Zelfs bij muizen die op een leeftijd van vijf weken werden behandeld, werd een significante verbetering waargenomen, wat tot uiting kwam in een afname van de epileptische activiteit en bescherming tegen thermisch geïnduceerde aanvallen. Bij de muizen in de controlegroep muizen die een leeg virus kregen, werd geen verbetering waargenomen en ze leden net als onbehandelde muizen aan de symptomen van de ziekte, en ongeveer 50% van hen stierf een vroege dood als gevolg van de ernstige epilepsie. Bovendien werd de behandeling toegepast op gezonde muizen zonder schadelijke resultaten - een bewijs van de veiligheid ervan.


De onderzoekers leggen uit: "Onze behandeling voegde een normaal gen toe aan de beschadigde neuronen in de hersenen, wat voldoende was om ze weer normaal te laten functioneren. De terugkeer van het normale gen in zijn geheel is vooral belangrijk voor de behandeling van het syndroom van Dravet, omdat bij verschillende kinderen de mutatie komt op verschillende plaatsen in het gen voor en het injecteren van een compleet gen is een uniforme behandeling die geschikt is voor alle patiënten met het syndroom van Down.
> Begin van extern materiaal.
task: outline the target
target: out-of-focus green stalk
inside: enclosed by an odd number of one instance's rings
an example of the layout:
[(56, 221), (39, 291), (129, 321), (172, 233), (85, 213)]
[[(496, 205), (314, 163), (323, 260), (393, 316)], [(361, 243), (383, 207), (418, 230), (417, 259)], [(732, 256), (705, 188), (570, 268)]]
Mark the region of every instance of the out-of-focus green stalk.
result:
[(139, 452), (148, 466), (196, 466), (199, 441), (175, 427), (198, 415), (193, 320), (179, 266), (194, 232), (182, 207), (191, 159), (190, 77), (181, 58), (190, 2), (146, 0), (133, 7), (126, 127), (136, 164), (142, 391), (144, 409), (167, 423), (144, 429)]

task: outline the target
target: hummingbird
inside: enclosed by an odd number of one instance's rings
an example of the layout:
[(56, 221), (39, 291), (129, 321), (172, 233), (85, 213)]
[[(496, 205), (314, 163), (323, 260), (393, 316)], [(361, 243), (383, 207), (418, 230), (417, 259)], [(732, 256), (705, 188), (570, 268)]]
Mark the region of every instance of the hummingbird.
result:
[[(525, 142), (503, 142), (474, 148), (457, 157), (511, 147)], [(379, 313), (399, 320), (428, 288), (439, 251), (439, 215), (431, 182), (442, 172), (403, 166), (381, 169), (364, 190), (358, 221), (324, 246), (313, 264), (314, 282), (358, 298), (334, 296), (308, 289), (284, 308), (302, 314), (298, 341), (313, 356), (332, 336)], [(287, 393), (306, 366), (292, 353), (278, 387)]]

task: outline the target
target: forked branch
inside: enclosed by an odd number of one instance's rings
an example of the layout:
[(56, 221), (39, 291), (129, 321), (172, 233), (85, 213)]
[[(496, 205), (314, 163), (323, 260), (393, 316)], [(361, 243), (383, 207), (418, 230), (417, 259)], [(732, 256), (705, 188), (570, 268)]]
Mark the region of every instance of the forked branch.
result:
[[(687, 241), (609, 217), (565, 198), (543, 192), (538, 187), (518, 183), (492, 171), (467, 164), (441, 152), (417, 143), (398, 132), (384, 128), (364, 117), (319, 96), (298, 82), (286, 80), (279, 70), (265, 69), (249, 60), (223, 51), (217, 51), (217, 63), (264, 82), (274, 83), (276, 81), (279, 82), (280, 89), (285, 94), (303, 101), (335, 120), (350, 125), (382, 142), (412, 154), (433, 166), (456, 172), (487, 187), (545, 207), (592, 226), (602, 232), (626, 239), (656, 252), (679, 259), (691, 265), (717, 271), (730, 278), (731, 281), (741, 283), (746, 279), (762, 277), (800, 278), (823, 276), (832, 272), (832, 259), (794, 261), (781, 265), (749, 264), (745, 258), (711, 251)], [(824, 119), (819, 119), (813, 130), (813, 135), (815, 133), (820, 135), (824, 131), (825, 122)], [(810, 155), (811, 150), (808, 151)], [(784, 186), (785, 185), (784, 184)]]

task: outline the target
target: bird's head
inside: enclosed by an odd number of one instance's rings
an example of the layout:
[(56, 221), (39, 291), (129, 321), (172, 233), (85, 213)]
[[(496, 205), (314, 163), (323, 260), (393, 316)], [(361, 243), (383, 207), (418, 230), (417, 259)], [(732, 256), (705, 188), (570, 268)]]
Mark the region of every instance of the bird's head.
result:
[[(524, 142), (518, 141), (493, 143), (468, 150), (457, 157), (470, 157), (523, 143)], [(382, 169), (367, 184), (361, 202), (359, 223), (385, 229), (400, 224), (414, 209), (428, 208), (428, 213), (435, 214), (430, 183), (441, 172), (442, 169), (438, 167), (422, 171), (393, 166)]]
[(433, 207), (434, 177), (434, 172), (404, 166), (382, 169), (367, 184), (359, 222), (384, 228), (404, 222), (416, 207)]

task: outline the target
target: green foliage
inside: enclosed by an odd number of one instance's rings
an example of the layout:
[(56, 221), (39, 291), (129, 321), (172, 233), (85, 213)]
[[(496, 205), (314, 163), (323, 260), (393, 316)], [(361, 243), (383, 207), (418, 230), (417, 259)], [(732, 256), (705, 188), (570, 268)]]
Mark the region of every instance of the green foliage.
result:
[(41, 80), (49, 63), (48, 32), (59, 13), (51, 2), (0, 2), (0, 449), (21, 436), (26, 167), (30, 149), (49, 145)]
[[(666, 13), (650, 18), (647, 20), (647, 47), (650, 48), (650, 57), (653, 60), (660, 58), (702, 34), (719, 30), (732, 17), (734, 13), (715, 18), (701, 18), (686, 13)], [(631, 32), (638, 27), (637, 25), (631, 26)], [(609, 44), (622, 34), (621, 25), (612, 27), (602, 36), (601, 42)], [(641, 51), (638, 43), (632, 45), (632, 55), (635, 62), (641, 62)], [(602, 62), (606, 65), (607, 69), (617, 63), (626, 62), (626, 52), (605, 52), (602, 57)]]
Daarnaast ontdekten we dat het voor het doel van de studie gekozen virus veel zenuwcellen in de hersenen infecteert en zich verspreidt ver buiten de injectieplaats, wat bijdraagt ​​aan de effectiviteit ervan.


Dr. Rubinstein concludeert: "De behandeling die we hebben ontwikkeld, is de eerste waarvan is bewezen dat deze effectief is voor het syndroom van Dravet wanneer deze wordt gegeven na het begin van spontane convulsies, en de eerste die resulteerde in een verbetering van de cognitieve functie van de DS-muizen. We een patent geregistreerd, en we hopen dat de behandeling in de toekomst de kliniek zal bereiken en kinderen zal helpen die aan deze ernstige ziekte lijden. Daarnaast onderzoeken we momenteel of het ook geschikt kan zijn voor andere genetische neurologische ontwikkelingsziekten. Het platform dat we hebben ontwikkeld is een plug & play-platform voor genetische therapieën, en misschien kunnen we in de toekomst verschillende soorten normaal genetisch materiaal in het dragervirus stoppen om aanvullende ziekten te behandelen”.